ATA criticizes Obama Administration’s transportation plan

April 29, 2014

American Trucking Associations officials expressed their disappointment in the transportation plan put forward by the Obama administration on April 29. They called the plan shortsighted and “like looking for nickels in the couch cushions.”

“President Obama has talked more about the need to address our critical infrastructure deficit than any president in the past 20 years,” ATA President and CEO Bill Graves said. “While the President’s plan supports a growing program, we cannot help but be very disappointed in much of the plan his administration has put forward.

“Any proposal that moves away from a user fee funded transportation system is not going to be acceptable to the American trucking industry, period. Furthermore, we have real questions about the viability of the administration’s plan to use one-time proceeds from an unspecified and unlikely to pass corporate tax reform idea, along with inefficient highway tolling or private capital financing. The focus must be on real, long-term funding answers rather than repeatedly looking for the proverbial ‘nickels in the couch cushions.”

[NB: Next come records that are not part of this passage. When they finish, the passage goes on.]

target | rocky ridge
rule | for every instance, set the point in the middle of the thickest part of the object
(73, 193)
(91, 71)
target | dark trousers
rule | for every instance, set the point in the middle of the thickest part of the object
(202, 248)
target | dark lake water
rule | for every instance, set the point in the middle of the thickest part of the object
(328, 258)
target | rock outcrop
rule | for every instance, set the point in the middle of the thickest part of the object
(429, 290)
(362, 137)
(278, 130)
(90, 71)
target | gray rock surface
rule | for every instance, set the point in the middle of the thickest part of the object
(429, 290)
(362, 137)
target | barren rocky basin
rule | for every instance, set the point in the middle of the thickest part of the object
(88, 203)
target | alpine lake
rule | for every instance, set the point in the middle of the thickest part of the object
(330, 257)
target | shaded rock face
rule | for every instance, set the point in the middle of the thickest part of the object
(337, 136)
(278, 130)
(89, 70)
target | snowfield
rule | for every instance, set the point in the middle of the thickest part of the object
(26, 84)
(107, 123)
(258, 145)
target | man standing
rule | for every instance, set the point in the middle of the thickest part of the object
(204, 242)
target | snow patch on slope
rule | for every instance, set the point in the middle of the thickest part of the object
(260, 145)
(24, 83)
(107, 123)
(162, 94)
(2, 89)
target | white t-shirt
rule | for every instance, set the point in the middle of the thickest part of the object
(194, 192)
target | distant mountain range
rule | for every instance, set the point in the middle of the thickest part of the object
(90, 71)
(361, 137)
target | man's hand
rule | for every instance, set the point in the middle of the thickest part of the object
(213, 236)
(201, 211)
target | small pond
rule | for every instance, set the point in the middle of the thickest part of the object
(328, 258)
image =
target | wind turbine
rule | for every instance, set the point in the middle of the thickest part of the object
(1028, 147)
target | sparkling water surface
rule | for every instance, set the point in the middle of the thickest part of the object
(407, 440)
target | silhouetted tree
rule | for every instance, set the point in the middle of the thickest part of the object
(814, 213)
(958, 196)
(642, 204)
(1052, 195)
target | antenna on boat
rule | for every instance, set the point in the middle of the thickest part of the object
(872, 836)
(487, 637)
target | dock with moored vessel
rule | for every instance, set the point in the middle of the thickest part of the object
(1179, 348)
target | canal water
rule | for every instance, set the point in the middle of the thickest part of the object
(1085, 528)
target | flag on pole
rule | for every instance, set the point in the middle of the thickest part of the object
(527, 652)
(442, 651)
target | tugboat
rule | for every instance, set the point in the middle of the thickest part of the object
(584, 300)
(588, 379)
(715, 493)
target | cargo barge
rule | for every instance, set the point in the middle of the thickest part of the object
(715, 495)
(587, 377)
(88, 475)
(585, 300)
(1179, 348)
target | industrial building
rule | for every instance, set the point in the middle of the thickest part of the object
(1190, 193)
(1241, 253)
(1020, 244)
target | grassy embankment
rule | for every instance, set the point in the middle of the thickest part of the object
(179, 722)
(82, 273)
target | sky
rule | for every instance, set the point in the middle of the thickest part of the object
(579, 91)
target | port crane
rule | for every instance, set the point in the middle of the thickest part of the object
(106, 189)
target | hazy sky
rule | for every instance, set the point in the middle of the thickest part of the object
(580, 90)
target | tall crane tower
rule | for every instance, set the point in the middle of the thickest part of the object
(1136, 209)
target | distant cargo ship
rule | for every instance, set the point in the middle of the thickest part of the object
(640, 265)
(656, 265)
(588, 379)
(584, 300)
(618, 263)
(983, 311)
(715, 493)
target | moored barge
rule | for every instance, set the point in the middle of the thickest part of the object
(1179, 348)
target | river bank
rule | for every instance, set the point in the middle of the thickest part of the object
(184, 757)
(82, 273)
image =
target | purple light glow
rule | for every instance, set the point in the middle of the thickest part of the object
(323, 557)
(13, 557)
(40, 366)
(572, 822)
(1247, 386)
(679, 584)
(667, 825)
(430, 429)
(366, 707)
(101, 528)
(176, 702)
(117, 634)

ATA Executive Vice-President Dave Osiecki said: “It is clear that this administration is aiming to hijack the Highway Trust Fund and convert it into a fund to finance a myriad of projects to benefit interests that do not pay user fees into the Fund.”

ATA also expressed frustration with the administration’s limited recognition the nation’s leading freight transportation mode. “While trucks move nearly 70% of all US freight, this proposal uses the words ‘truck,’ ‘trailer’ or ‘motor carrier’ just 91 times, while referencing ‘train’ or ‘rail’ a remarkable 518 times,” Osiecki said. “And even more disheartening, the only reference to trucking in the administration’s announcement is a proposal by the Department of Transportation to impose a one-size-fits-all compensation model on an incredibly diverse industry – an extraordinarily misguided proposal for a department that claims to be data-driven.”